Many business leaders believe that scale is an answer to inefficiency or poor production, the idea being that a business may be inefficient at a given scale but can unlock ‘scale efficiencies’ as it grows larger and can spread fixed costs across a larger platform. While scale can improve productivity, it is worth noting that increasing one particular factor of production does not always increase output. Economists refer to this idea as diminishing marginal returns.
What are diminishing returns?
The law of diminishing returns states that in a productive process, adding in more of a single factor of production results in decreasing per unit returns. In other words, increasing one factor of production several times results in a smaller increase in production each time. As total input increases following an increase in just one factor of production, the total output as a proportion of the total inputs decreases. Essentially, output responds poorly to increasing one particular input.
A classic example of diminishing returns is increasing labour inputs on a factory floor that is already full of people; having enough staff is important to keep the factory running smoothly, but at some point, increasing the number of workers is likely to result in smaller and smaller increases in production. As staff numbers increase, staff are likely to get in each other’s way or (particularly where staff take on specialised roles) have to wait to carry out their allocated task.

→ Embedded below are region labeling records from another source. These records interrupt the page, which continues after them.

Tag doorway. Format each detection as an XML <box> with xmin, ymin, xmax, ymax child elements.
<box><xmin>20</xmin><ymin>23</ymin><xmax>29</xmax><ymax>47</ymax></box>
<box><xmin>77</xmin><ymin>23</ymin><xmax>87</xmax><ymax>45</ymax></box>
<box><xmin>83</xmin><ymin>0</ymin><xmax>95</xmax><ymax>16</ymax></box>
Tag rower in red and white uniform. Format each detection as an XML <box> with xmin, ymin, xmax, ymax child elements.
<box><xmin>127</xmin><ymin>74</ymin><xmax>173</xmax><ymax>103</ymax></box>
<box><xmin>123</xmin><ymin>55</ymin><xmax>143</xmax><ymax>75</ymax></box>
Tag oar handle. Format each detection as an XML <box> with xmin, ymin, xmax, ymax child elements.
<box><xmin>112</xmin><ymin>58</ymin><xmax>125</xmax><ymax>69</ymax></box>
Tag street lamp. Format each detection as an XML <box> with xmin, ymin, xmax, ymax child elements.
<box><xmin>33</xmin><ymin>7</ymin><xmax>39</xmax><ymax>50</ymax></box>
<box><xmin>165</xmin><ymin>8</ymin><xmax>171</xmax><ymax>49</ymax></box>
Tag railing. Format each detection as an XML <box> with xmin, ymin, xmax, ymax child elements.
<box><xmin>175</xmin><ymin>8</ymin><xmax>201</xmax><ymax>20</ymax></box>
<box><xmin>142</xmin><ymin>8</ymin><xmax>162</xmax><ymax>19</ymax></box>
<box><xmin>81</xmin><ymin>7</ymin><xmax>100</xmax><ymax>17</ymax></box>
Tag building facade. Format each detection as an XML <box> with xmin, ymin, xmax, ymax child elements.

Diminishing returns is also an important concept in brewery inventory management. For a business that is closely managing grain to glass yield, it is important to optimise factor inputs, taking into account, of course, the need to vary ingredient mixes to achieve innovative flavours. Beyond a certain point, adding more grain to the mash tun is unlikely to improve the wort.
The law of diminishing returns does not prove that adding more of a factor will decrease production. This situation (known as negative returns) can be surprisingly common, particularly in a situation where adding one factor input beyond a certain point can slow production down or reduce yield.
How do diminishing returns affect product costs?
The price that your business charges will usually reflect your average total cost of production and, perhaps more relevantly, the average cost of goods actually sold. Average total cost is the total production cost spread across the total number of units produced. Increasing one or several factors of production even where returns are diminishing will increase your average total cost which, in turn, is likely to increase the cost of goods sold. To compensate for this increase in cost, you may need to increase price levels, noting, of course, that this is likely to reduce sales volumes.
Increasing inputs is not necessarily a bad thing particularly where all inputs (plant and machinery, labour and raw materials) are being increased together to increase total production. The key point of diminishing returns is simply, at the margins, increasing one input will only have a modest impact on production and is not a substitute for increasing other inputs or solving other problems in your business.